On Sat, 2009-03-28 at 16:00 -0700, Steve Harrington wrote: 
> In general read(2) is not guaranteed to return a complete record.

Especially in non-blocking I/O mode.

>   For
> section reads from the demux device the amount of data returned will
> almost certainly be less than requested. I've never seen a section
> longer than a single TS packet and the recommended length for a read is
> 4096 bytes.

> The questions: are the v4l-dvb drivers guaranteed to return
> a complete section for each read?

Well, the spec says it *tries* to return 1 whole one.

>From the Linux DVB API spec, Section 3.2.3 read() (from the demux):

"When returning section data the driver always tries to return a complete single
section (even though buf would provide buffer space for more data). If the size
of the buffer is smaller than the section as much as possible will be returned,
and the remaining data will be provided in subsequent calls.
The size of the internal buffer is 2 * 4096 bytes (the size of two maximum
sized sections) by default."


>   If not, is there a preferred method
> to reassemble split sections?


1. Open the device node in non-blocking IO mode.

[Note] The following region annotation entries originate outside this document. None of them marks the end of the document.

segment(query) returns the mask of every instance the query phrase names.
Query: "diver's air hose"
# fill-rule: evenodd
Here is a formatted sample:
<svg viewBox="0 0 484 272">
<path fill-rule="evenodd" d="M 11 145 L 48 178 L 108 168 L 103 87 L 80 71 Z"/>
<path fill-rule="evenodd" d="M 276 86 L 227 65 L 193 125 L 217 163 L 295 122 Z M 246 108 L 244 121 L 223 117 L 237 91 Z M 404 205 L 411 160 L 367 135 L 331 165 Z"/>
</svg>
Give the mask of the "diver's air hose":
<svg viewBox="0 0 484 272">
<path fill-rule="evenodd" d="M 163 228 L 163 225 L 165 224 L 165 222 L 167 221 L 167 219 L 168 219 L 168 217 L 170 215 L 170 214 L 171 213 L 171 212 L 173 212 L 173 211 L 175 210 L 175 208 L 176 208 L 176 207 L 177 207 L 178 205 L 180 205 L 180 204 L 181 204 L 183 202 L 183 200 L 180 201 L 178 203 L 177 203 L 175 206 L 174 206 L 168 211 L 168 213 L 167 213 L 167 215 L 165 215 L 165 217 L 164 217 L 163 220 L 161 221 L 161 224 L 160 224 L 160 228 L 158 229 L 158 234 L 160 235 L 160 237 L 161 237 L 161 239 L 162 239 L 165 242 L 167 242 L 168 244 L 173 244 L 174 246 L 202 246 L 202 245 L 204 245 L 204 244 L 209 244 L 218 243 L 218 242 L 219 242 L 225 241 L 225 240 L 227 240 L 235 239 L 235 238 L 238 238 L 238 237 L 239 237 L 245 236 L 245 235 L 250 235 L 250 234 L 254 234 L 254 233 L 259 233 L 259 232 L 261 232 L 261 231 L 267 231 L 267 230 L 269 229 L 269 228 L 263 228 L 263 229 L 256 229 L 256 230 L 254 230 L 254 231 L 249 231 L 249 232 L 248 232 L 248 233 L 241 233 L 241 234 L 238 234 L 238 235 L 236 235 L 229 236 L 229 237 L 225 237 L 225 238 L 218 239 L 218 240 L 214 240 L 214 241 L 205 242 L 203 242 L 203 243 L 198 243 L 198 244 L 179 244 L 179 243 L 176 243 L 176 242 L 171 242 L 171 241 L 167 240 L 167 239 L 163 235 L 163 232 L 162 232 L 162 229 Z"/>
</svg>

2. In a loop select() or poll() for when the device has data available.
It may be prudent to set a timeout here, so your program won't hang
forever, if something goes wrong.

3. Read() as much data as you can or care to read, when the device is
ready.  Don't forget trap error conditions: select() timed out, select()
was interrupted, read() was interrupted, read() was at the
end-of-file/stream, or all the other wonderful errno's on the read() man
page.

4. Shovel the data somewhere, keeping track of the bytes you've read in.
(buffer management happens here in your program)

5. Call a function to check if you have enough bytes to do something
useful (i.e. a section's worth).

6. If you've got enough bytes to do something useful, call the function
to drain off some of the bytes you've captured and do something useful
with the bytes.  (buffer management happens here in your program)

7. Go back to the beginning of the loop (#2) or check some exit
condition that you care about and drop out of the loop.


Nothing sepcial; just textbook, single-threaded, Unix.